For centuries, the African American heritage of the southern areas of America has practices Hoodoo. Also called conjure, laying tricks, rootwork, and root doctoring, this Southern folk magic has a theory that is hard to ignore.
There are different uses for spiritual tradition using the ashes in hoodoo. This includes name-paper ashes or prayer and scriptural verse ashes, as well as remnant incense ashes from the altar. Here, we are going to take a sampling view of the territory that will provide you with ways of incorporating ashes into your own practice.
A well-known practice use of Quassia Bark is to triple-refine a name by burning it and then folding the ash into another name paper, which is burned. The ashes from the second burning are folded into another name paper. This is practiced that allows one to concentrate on a name when there aren’t any personal concerns to be had.
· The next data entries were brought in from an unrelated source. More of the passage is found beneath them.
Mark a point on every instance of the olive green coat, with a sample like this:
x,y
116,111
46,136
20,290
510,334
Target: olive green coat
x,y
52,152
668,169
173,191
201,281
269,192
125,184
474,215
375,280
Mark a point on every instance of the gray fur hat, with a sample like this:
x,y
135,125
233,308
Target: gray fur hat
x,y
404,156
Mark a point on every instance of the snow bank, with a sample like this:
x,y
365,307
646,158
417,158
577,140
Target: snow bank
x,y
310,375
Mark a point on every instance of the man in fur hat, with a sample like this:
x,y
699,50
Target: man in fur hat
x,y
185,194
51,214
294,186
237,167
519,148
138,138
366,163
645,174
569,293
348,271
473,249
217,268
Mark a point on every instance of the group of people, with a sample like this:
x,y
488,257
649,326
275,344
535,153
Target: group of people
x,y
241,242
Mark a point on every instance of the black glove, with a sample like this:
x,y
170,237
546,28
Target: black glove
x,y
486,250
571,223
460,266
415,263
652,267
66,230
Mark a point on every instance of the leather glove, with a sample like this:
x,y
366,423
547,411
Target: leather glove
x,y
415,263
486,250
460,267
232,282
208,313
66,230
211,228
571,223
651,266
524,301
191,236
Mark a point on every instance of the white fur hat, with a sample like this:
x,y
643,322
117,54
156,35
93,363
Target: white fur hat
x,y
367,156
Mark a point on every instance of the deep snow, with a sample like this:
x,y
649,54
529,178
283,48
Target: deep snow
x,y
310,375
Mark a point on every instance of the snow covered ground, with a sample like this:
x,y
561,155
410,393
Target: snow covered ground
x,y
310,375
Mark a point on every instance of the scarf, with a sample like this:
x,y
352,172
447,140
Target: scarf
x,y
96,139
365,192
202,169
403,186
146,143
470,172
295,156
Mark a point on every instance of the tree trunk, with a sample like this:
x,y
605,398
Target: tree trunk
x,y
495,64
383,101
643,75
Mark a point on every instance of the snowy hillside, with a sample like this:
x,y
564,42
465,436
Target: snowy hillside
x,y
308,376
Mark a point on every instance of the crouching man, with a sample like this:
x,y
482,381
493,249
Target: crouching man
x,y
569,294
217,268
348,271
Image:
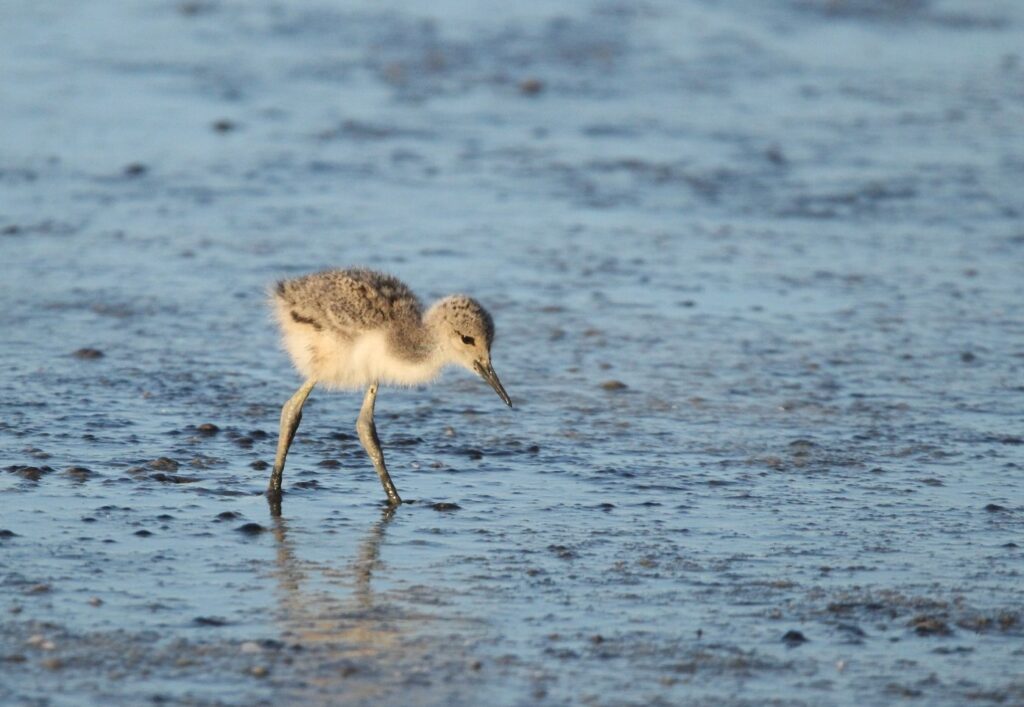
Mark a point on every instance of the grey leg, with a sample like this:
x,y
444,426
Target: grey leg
x,y
291,415
368,435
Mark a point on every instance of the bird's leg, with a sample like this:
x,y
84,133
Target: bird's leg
x,y
291,415
368,435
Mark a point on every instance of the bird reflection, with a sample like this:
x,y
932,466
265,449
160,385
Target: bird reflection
x,y
341,636
309,615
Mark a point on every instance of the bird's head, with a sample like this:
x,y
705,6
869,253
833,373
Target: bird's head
x,y
466,331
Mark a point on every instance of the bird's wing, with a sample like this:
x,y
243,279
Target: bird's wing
x,y
348,301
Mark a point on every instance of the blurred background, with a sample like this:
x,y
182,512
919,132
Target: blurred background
x,y
757,272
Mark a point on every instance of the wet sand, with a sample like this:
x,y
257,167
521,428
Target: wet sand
x,y
757,274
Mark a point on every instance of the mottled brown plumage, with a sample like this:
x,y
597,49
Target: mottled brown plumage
x,y
356,328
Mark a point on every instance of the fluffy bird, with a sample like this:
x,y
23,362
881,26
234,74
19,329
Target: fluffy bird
x,y
355,328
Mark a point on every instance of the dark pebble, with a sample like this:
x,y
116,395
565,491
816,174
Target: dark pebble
x,y
562,551
172,479
79,473
251,529
32,473
164,464
851,630
88,354
530,86
929,626
209,621
443,507
794,637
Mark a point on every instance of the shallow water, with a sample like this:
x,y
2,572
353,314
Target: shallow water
x,y
792,231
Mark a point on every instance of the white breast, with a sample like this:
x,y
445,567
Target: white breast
x,y
341,363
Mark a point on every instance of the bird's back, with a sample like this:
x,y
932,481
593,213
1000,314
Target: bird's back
x,y
348,301
348,328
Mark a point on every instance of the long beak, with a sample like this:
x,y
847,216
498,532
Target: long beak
x,y
486,372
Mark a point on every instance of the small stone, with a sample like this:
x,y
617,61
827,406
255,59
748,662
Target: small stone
x,y
251,529
445,507
164,464
209,621
929,626
794,637
531,86
88,354
79,473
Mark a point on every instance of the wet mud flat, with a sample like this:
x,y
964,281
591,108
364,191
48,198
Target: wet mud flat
x,y
757,274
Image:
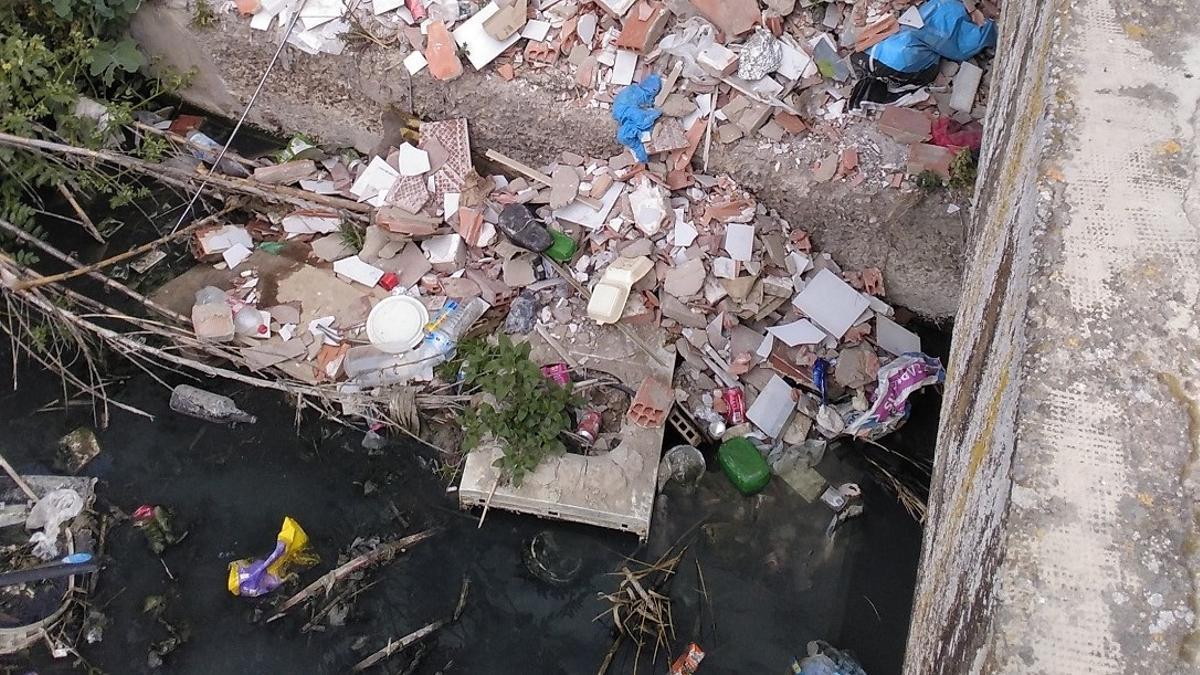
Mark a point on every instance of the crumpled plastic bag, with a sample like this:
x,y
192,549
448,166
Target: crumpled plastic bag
x,y
691,37
48,515
252,578
825,659
948,33
635,112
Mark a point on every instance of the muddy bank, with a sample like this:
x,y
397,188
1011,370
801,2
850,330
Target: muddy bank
x,y
773,578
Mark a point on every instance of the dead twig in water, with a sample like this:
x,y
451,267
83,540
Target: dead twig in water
x,y
125,256
393,647
328,580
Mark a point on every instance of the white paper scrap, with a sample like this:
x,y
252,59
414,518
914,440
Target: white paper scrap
x,y
382,6
582,214
623,67
481,48
894,338
415,63
354,268
773,407
413,161
801,332
537,30
739,240
684,232
376,181
832,303
235,255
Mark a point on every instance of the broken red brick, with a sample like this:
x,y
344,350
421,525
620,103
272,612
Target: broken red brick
x,y
906,125
774,23
873,281
923,156
802,242
541,52
442,53
876,33
652,404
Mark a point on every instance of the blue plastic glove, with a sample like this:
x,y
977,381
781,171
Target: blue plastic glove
x,y
635,113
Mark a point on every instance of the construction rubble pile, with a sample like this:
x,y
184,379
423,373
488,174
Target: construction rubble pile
x,y
767,328
786,73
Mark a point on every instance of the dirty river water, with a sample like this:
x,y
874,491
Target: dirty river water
x,y
774,580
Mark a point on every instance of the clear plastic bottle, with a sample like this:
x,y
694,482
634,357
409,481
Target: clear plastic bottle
x,y
249,321
210,296
454,324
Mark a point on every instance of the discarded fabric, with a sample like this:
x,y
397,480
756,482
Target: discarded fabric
x,y
635,113
897,381
947,31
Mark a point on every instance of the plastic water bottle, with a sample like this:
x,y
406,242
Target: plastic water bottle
x,y
249,322
451,324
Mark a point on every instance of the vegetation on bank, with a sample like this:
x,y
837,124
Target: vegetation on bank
x,y
70,73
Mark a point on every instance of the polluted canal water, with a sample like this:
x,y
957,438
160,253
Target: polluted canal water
x,y
759,580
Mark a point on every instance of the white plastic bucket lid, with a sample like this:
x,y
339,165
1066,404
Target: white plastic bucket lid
x,y
397,323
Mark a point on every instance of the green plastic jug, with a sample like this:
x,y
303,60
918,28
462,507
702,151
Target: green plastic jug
x,y
744,465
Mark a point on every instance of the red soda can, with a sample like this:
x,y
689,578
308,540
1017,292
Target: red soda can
x,y
557,372
589,425
736,401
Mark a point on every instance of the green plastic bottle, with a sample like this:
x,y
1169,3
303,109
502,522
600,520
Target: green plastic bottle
x,y
563,249
744,465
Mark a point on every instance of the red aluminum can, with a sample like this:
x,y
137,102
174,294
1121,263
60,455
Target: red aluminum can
x,y
736,402
557,372
589,425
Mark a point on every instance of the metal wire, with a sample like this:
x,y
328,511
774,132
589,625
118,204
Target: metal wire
x,y
245,112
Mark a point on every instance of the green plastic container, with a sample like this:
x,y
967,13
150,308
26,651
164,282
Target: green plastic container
x,y
744,465
563,249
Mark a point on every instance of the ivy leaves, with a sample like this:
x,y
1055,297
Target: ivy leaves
x,y
107,58
528,413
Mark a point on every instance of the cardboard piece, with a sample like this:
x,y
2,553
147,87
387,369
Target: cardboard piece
x,y
773,407
831,303
481,48
894,338
801,332
358,270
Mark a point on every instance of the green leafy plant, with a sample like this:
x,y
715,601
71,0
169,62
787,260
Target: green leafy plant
x,y
963,169
529,411
53,55
928,181
203,15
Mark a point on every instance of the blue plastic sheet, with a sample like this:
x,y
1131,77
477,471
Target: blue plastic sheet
x,y
948,33
635,113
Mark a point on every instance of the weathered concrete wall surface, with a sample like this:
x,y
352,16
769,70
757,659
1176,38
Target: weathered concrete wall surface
x,y
913,239
1063,532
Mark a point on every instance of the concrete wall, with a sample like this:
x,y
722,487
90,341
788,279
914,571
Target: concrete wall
x,y
1063,532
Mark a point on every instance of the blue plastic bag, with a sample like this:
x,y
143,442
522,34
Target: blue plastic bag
x,y
635,113
948,33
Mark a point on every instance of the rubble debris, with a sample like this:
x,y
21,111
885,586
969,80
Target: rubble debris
x,y
744,465
78,448
761,55
157,525
633,109
652,402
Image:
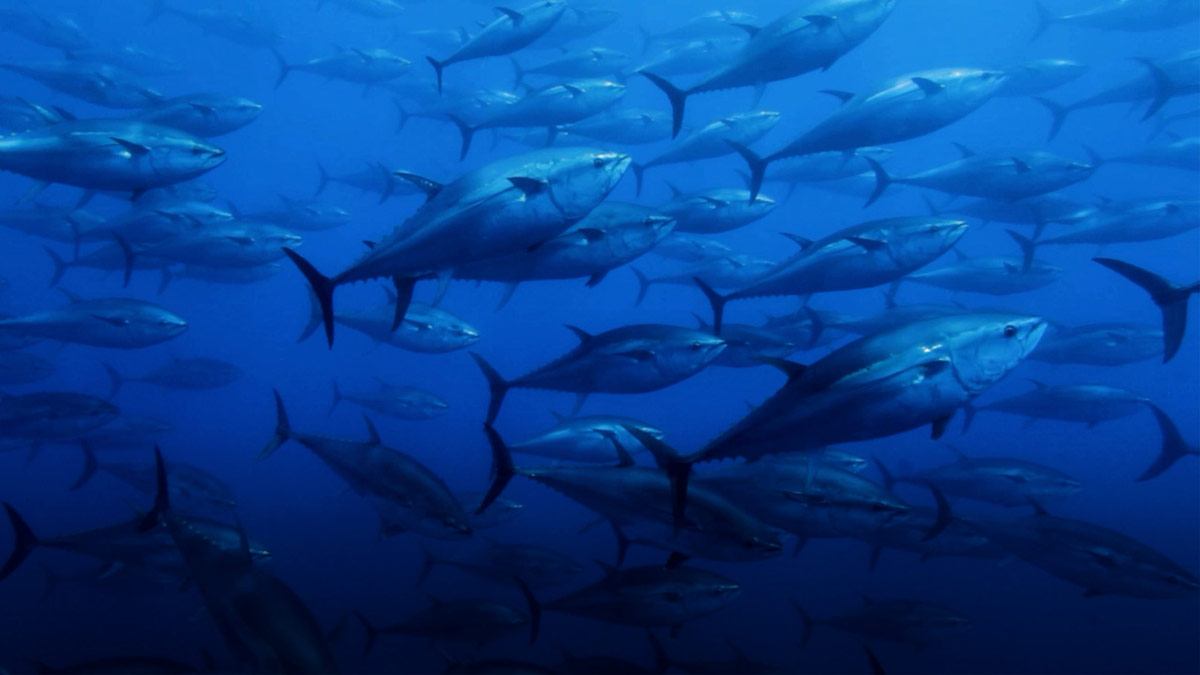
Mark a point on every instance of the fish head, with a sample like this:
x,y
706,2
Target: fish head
x,y
183,155
580,180
689,352
985,347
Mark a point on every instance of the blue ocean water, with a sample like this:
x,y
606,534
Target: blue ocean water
x,y
325,541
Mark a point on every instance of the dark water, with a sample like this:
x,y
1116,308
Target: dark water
x,y
324,539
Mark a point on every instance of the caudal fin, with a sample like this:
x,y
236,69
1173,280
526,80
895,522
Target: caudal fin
x,y
503,470
23,542
337,398
677,96
1171,299
282,428
60,266
643,285
756,165
467,132
1057,115
322,288
882,180
115,381
437,69
285,67
1174,446
717,300
497,387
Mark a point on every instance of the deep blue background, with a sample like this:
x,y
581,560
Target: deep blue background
x,y
324,541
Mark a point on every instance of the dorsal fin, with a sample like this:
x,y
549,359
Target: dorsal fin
x,y
583,335
372,432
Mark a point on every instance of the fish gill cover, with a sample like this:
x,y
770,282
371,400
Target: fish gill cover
x,y
360,336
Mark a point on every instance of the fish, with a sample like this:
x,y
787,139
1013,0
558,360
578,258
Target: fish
x,y
407,495
910,107
713,211
893,620
1171,300
186,374
425,329
591,440
592,63
204,115
547,107
613,234
635,501
57,31
467,621
1122,16
1102,561
234,27
115,155
649,596
1000,177
713,141
863,256
1099,344
513,30
24,368
538,566
1000,481
45,416
401,402
1041,76
502,208
95,83
263,622
118,323
631,359
1161,82
369,67
805,40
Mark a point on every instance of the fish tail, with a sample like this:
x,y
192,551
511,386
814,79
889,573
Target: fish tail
x,y
60,266
1174,446
371,633
503,470
643,285
1045,18
115,381
1164,89
717,300
282,428
534,609
1029,249
437,69
467,132
322,287
285,67
127,255
882,180
1057,115
89,466
24,541
805,622
756,165
677,467
337,398
162,494
677,96
1171,299
323,180
497,387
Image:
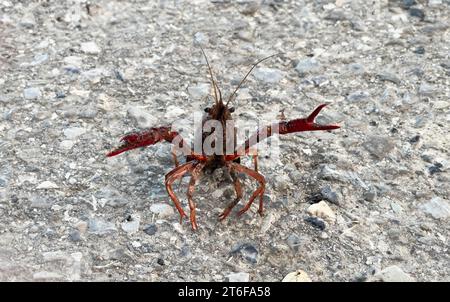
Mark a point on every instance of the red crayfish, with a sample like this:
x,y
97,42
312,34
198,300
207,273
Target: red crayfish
x,y
197,162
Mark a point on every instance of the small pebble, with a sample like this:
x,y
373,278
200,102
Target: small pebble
x,y
47,185
75,236
238,277
246,251
419,50
414,139
131,226
436,168
162,210
316,222
150,229
268,75
31,93
329,195
297,276
307,65
293,241
437,207
416,12
393,274
90,48
322,210
74,132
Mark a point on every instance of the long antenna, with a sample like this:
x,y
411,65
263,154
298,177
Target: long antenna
x,y
243,80
210,73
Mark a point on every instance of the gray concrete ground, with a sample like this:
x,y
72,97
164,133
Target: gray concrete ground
x,y
77,75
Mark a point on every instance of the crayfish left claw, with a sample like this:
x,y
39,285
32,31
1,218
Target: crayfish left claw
x,y
306,124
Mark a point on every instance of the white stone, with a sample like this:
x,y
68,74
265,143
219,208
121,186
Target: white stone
x,y
201,38
393,274
322,210
199,91
162,210
47,185
173,112
31,93
268,75
74,132
73,61
66,144
131,226
297,276
46,275
436,207
142,116
90,48
238,277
In the past, fountain pens were commonly used and by sprinkling the ashes of a name-paper onto the 2nd and 3rd iterations because the ash would stick to the liquid ink while it dried.
A hand-written prayer of a person’s own words or scripture from the Bible creates an increased awareness of the prayer. When we write something out such as a chapter from the Bible, a Psalm, or a verse, or especially when we compose our own prayer, it makes a stronger connection from between from our head to our heart by way of our hand.
The prayer carries its own connotations and weight. But the thought we use to compose the material and write it out makes the conveying of those conceptions stronger. The body is cleansed from the water from which a prayer paper has been soaked. Another way of commonly working is burning the paper to ashes and then blends the ashes with other materials that have been used in other spiritual jobs.
A candle may be used to burn the paper until ashes have formed, allowing them to float upward. However, using the bed created from incense is the more common way because the efforts are then concentrated.
The ashes created from the burning are used in many ways, the most common being one of the following:
** Sprinkled about one’s property for protection
** Cooked into a dish
** Combined with sachet powders and then used to draw designs upon the altar
** Added to candle trays or incense burners
If you have a brass bowl upon your altar, this is a perfect place to collect ash from the days of work. Such as the collected ash when you have a weekly ceremony of working for money. Another great example is a professional root doctor that has separate altars working for various clients they can catch the ash from each one to fill their container.
Regardless how the ash is caught, either by specific timing, by a job, or by the container, when the right time presents itself, dispose of the ash appropriately in a ritual manner in accordance to the kind of work that generated the ash.